Kercepatan arus yang cepat sekitar 0,5-1 m/s dan kecepatan arus lambat sekitar
0,15-0,5 m/s. Temperaturnya sedang kurang lebih 300 C sehingga
memungkinkan untuk hidupnya organisme.
2. Aspek Biologi
Spesies
kerang air tawar yang ada di perairan Sungai Brantas adalah Contradens
contradens (Lea, 1838), Elongaria orientalis (Lea, 1840), Rectidens sumatrensis
(Dunker, 1852), dan Corbicula lacunae (Djajasasmita, 1977). Terdapat pula
berapa jenis ikan yang sekarang sudah hampir punah dan fitoplankton juga ada.

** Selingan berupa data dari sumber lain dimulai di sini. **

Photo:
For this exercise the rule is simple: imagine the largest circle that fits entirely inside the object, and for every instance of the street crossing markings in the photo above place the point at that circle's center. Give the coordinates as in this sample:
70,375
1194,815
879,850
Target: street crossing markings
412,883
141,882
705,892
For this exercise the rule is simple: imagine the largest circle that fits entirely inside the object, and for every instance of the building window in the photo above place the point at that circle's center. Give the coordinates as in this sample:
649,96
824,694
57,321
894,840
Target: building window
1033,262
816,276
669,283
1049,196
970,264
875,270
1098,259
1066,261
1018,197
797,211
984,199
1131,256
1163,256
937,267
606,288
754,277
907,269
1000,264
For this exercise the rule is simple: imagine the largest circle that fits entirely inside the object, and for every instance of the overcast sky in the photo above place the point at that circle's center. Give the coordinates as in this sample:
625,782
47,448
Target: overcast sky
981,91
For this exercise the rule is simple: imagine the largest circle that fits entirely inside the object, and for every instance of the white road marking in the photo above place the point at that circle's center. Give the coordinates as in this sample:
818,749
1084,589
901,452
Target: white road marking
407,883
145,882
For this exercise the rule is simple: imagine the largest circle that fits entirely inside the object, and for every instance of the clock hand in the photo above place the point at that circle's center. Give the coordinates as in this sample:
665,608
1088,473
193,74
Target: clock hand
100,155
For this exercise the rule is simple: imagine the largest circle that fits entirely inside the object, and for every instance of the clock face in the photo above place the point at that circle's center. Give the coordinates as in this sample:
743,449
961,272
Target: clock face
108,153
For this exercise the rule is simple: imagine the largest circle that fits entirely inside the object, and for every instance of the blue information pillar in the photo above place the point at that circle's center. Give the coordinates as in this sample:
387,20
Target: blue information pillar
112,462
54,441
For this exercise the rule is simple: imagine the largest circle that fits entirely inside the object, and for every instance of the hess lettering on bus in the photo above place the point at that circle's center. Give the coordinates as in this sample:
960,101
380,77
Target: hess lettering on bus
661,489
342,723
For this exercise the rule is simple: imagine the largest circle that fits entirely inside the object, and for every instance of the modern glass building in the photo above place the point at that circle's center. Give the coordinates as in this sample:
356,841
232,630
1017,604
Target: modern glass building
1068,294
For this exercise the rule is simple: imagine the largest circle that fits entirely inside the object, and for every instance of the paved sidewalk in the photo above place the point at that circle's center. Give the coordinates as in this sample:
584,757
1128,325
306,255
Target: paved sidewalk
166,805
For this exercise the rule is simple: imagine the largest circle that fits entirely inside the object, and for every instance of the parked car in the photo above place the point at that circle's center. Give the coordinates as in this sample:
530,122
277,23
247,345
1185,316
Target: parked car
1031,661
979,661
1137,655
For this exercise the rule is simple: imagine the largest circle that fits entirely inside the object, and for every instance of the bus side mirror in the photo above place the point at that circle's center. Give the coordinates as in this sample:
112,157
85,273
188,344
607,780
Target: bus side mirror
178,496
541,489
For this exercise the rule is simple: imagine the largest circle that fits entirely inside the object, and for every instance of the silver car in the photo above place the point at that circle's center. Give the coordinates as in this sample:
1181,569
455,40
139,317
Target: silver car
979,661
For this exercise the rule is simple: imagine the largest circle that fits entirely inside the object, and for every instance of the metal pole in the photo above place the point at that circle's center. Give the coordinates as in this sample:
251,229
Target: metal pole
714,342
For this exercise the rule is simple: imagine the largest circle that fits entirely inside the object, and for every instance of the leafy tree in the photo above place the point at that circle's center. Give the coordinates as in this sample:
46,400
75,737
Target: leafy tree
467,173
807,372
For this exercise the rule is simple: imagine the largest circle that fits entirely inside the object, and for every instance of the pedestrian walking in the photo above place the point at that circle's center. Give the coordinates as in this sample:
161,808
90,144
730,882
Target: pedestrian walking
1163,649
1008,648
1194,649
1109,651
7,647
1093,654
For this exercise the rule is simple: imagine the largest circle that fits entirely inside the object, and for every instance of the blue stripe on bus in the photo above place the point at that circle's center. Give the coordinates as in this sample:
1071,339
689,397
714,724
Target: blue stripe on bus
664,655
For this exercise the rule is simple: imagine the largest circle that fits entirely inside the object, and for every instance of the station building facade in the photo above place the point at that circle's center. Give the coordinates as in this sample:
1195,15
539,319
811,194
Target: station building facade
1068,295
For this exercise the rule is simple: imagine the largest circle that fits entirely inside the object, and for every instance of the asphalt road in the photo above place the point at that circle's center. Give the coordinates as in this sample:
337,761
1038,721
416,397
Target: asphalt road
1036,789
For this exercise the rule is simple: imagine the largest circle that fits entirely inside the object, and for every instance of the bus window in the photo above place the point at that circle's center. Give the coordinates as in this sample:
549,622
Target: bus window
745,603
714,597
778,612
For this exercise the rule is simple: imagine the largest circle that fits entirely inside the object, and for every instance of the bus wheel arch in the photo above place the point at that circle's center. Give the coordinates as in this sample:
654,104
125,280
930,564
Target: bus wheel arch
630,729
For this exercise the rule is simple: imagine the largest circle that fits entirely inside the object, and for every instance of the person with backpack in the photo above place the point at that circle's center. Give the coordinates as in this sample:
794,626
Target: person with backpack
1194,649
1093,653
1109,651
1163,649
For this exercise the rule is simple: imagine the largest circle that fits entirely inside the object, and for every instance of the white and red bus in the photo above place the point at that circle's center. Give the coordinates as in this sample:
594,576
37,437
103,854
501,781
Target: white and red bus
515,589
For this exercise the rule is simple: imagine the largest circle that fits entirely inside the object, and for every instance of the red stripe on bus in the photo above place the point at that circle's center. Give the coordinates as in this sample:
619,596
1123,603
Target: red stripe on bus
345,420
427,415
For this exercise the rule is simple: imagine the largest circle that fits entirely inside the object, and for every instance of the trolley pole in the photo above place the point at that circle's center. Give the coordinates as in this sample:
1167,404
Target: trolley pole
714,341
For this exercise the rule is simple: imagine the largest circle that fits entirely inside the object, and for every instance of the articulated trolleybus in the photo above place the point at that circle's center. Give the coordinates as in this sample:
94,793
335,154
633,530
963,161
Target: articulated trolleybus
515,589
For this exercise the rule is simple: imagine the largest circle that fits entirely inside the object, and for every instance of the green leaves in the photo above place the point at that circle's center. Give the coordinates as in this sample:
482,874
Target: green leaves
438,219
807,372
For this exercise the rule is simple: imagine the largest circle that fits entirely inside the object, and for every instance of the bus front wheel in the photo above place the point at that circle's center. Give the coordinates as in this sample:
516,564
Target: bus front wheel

Sekitar sungai atau di pinggiran terdapat pohon-pohon rindang yang saat ini
keberadaanya juga hampir punah karena banyaknya pemukiman.
3. Aspek Kimia
Sungai brantas dilihat dari aspek fisiknya menunjukan
adanya pencemaran, dilihat dari aspek kimia yang diperoleh dari beberapa sumber
yang telah melakukan penelitian kadar DO
berkisar antara 3,8-12,5 mgO2 , juga mengandung orthofosfat,amonia,
silikat yang relatif rendah. pH air masih normal berkisar antara 7-9.
4. Penggunaan Sungai Brantas
Dari aspek
sosiokultur, Sungai Brantas mempunyai fungsi dan arti penting yang dirasakan
secara langsung oleh masyarakat yang tinggal di daerah aliran sungai tersebut
dan masyarakat Jawa Timur secara tidak langsung. Warga sekitar sungai sering
memanfaatkan untuk pangairan sawah atau irigasi, dikonsumsi atau untuk minum
dan memasak serta digunakan juga untuk mencuci. Sungai Brantas juga
dimanfaatkan untuk mencari bahan makanan seperti memancing ikan sehingga
keberadaanya sangat menbantu warga . Sedangkan dari aspek ekologi, perairan
Sungai Brantas merupakan tempat hidup atau habitat bagi berbagai jenis
organisme perairan tawar mulai dari organisme berukuran makro hingga mikro baik
hewan vertebrata maupun invertebrata yang hidup sebagai plankton, nekton, dan benthos
(Handayani dkk., 2001; Arisandi, 2008).
Dari beberapa
sumber yang telah melakukan penelitian ditemukan, sumber-sumber
pencemaran air Sungai Brantas antara lain berasal dari limbah industri, limbah
domestik dan air buangan dari saluran irigasi dan drainasi. Pada DAS Brantas
bagian hulu sumber pencemaran yang utama berasal dari limbah domestik (rumah
tangga dan pertanian/alami). Masukan bahan organik ke dalam perairan mempunyai
akibat yang sangat komplek, tidak hanya deoksigenasi dalam air, tetapi dapat
terjadi penambahan padatan tersuspensi, bahan beracun seperti amonia, sulfida
atau cyanida serta pengaruh terhadap komposisi dan kelimpahan komunitas biologi
dalam hal ini adalah makrobentos.
Jika
keadaan Sungai ini tidak diperbaiki atau ditangani maka beberapa tahun ke
depan sungai ini tidak layak untuk
dikonsumsi lagi dan jika padatnya pemukiman di sekitar sungai tidak bisa
dikendalikan maka luas wilayah sungai akan berkurang atau menjadi sempit dan
volume airnya juga akan berkurang karena semakin banyaknya bangunan otomatis akan mengurangi tumbuhan yang ada
disekitar sungai yang berfungsi untuk meyerap air, pada musim penghujan akan
terjadi banjir dan pada musim kemarau akan terjadi kekeringan.